1920-1924 arası Fransa Cumhurreisi olan avukat Etienne Millerand, hânedanın vekili sıfatıyla Ankara’ya müracaat ederek, vaktiyle Sultan Hamid’in şahsî mülkü olup, hükûmetçe el konulan mallardan hânedana sembolik bir yer verilmesini istedi. Buna istinaden La Haye Adalet Divanı’nda dava açarak, Türkiye dışındaki arazilerinde hânedanın hak iddia edeceğini bildirdi. Filistin’de 4000 km² arazi ile Musul petrollerindeki padişah hissesi de bunlar arasında idi. Böylece hem sürgündeki hânedan perişan hâlinden bir nebze kurtulacak; petrol sebebiyle bu işten Türkiye de kazanacaktı. Zira hânedan, petrollerdeki hisselerinin çoğunu Türk hükümetine devretmeyi va’dediyordu. Ancak hânedanın zenginleşmesini asla istemeyen Ankara, talebi derhal reddetti.

Padişahın Tek Vârisi!

Bu arada Sultan Hamid’in eşlerinden sürgüne tâbi olmadığı için Türkiye’de kalanlar, tapuya kocaları adına kayıtlı olup henüz el konulmamış mallardan miras talebinde bulundular. Türk mahkemesi, 1934’te dâvâcıların lehinde karar verdi. Temyiz Mahkemesi de bunu tasdik etti.  
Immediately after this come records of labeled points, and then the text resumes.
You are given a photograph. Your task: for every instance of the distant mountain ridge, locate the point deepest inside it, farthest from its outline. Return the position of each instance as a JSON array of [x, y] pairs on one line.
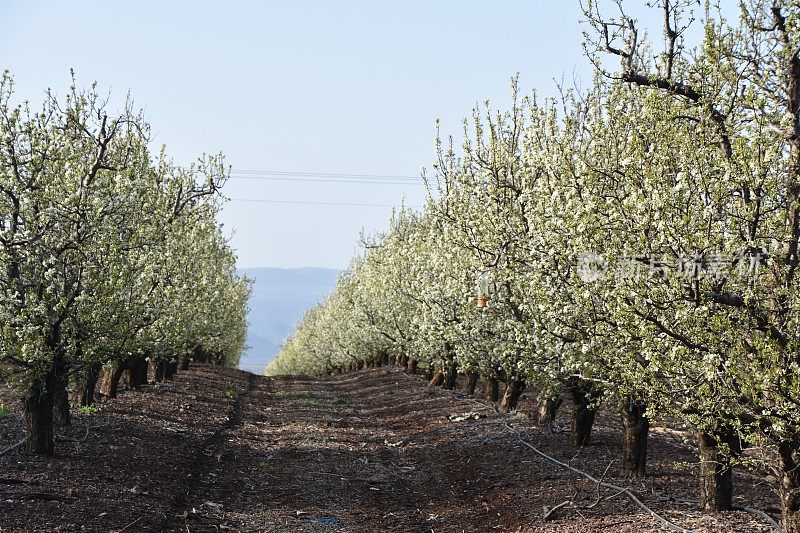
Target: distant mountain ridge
[[280, 298]]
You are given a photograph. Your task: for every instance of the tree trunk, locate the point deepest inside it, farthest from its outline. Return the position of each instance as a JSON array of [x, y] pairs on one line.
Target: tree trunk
[[583, 414], [137, 373], [492, 391], [716, 473], [546, 409], [450, 377], [472, 382], [85, 386], [160, 370], [39, 417], [170, 368], [790, 485], [514, 389], [436, 380], [634, 439]]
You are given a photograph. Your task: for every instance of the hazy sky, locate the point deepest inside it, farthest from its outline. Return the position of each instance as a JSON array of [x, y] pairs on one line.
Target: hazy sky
[[323, 87]]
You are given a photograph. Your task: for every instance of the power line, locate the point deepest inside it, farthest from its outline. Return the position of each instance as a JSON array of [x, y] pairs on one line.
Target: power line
[[258, 200], [331, 180], [323, 174]]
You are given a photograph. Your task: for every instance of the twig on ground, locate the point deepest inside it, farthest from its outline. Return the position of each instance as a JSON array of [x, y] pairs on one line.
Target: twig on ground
[[13, 447], [131, 524], [611, 486], [549, 512]]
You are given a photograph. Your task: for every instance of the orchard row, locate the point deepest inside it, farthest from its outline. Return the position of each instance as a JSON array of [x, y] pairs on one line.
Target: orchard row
[[111, 257], [690, 151]]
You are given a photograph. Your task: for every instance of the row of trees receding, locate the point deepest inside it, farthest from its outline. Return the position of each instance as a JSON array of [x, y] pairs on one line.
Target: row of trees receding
[[111, 257], [635, 244]]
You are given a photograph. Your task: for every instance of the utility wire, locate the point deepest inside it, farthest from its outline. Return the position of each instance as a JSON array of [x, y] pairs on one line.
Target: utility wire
[[328, 180], [258, 172], [258, 200]]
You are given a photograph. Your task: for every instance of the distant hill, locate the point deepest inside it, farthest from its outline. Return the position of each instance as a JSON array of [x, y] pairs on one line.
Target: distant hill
[[280, 297]]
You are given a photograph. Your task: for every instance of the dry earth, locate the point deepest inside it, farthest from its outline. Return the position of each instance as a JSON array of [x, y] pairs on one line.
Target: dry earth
[[376, 450]]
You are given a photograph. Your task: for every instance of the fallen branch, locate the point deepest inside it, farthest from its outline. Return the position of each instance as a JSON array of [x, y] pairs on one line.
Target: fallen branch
[[621, 490]]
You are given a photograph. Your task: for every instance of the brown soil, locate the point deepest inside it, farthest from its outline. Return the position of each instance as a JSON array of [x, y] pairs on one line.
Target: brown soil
[[376, 450]]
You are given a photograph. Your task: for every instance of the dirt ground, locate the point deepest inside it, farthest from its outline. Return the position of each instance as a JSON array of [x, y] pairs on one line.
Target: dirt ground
[[371, 451]]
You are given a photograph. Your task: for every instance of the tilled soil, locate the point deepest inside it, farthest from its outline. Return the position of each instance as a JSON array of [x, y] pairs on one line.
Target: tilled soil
[[376, 450]]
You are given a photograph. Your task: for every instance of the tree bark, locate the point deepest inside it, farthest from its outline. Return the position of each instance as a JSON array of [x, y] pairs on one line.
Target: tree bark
[[39, 417], [583, 394], [436, 380], [450, 376], [86, 385], [492, 391], [61, 414], [110, 384], [170, 367], [788, 452], [546, 409], [159, 370], [137, 373], [514, 389], [716, 473], [472, 383], [634, 439]]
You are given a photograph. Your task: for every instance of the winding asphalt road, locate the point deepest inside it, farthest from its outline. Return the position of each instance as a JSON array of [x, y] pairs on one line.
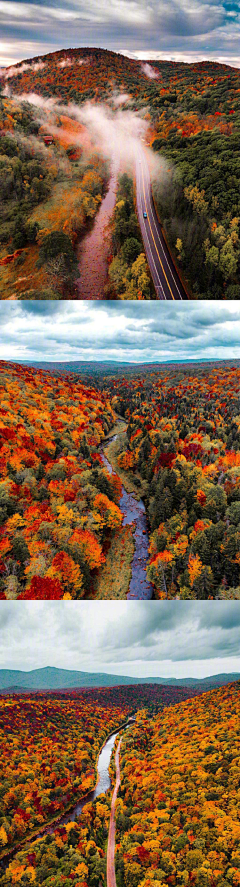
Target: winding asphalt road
[[111, 877], [164, 274]]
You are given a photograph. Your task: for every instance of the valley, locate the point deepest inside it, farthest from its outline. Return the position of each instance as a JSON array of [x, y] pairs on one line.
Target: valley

Bu arada Atatürk’ün yakın çevresinden Yahudi dişçi Sami Günzberg, hânedan mensuplarının çoğundan vekâlet aldı; vermeyenlerin de imzasını taklit ederek pek çok gayrı menkulü üzerine geçirdi. Müvekkillerini de az bir para ile avuttu. Bu sebeple vaktiyle, “Sultan Hamid’in tek vârisi, Sami Günzberg’dir” şeklinde espri yapılmıştır.

İşin büyüyeceğinden korkan hükümet müdahale etti; 1949’da Türkiye’deki hânedan mensuplarının, ne Türkiye’de, ne de Türkiye sınırları dışındaki mallardan miras talep edemeyeceği istikametinde kanun çıkarttı. Bu da, hanedana ait mülklerin çokça bulunduğu Irak, Suriye, Lübnan, İsrail, Kıbrıs gibi ülkelerin elini güçlendirmiş oldu.

İntikam!

Osmanlı ailesinin, eski Osmanlı topraklarındaki malları miras olarak elde etmesi, uzun vâdede Türkiye’nin de işine yarayacak iken; saplantı hâlini almış bir Osmanlı düşmanlığı yüzünden, bir aile, büyüğünden küçüğüne, yokluğa ve sefâlete mahkûm edildi; bir yandan da büyük bir fırsat kaçırıldı.

Hânedanın 1952’de kadın; 1974’de de erkek mensuplarına Türkiye’ye dönüş izni verildi. Ama malları iade edilmedi; tazminat da ödenmedi. Her iki kanun da, 1924 sürgün kanunundaki “padişahlara ait mallar devlete geçmiştir!” hükmünü teyit ediyordu.

Bugün Sultan Hamid soyundan gelenler, demokrasinin getirdiği rahatlıktan da istifade ederek, hâlâ dedelerinin adına kayıtlı kalan malları alabilmek için senelerdir mahkemede uğraşmaktadır. Ancak davanın hukukî değil de, siyasî olduğunu düşünen mahkemeler, karar vermekten çekinmektedir.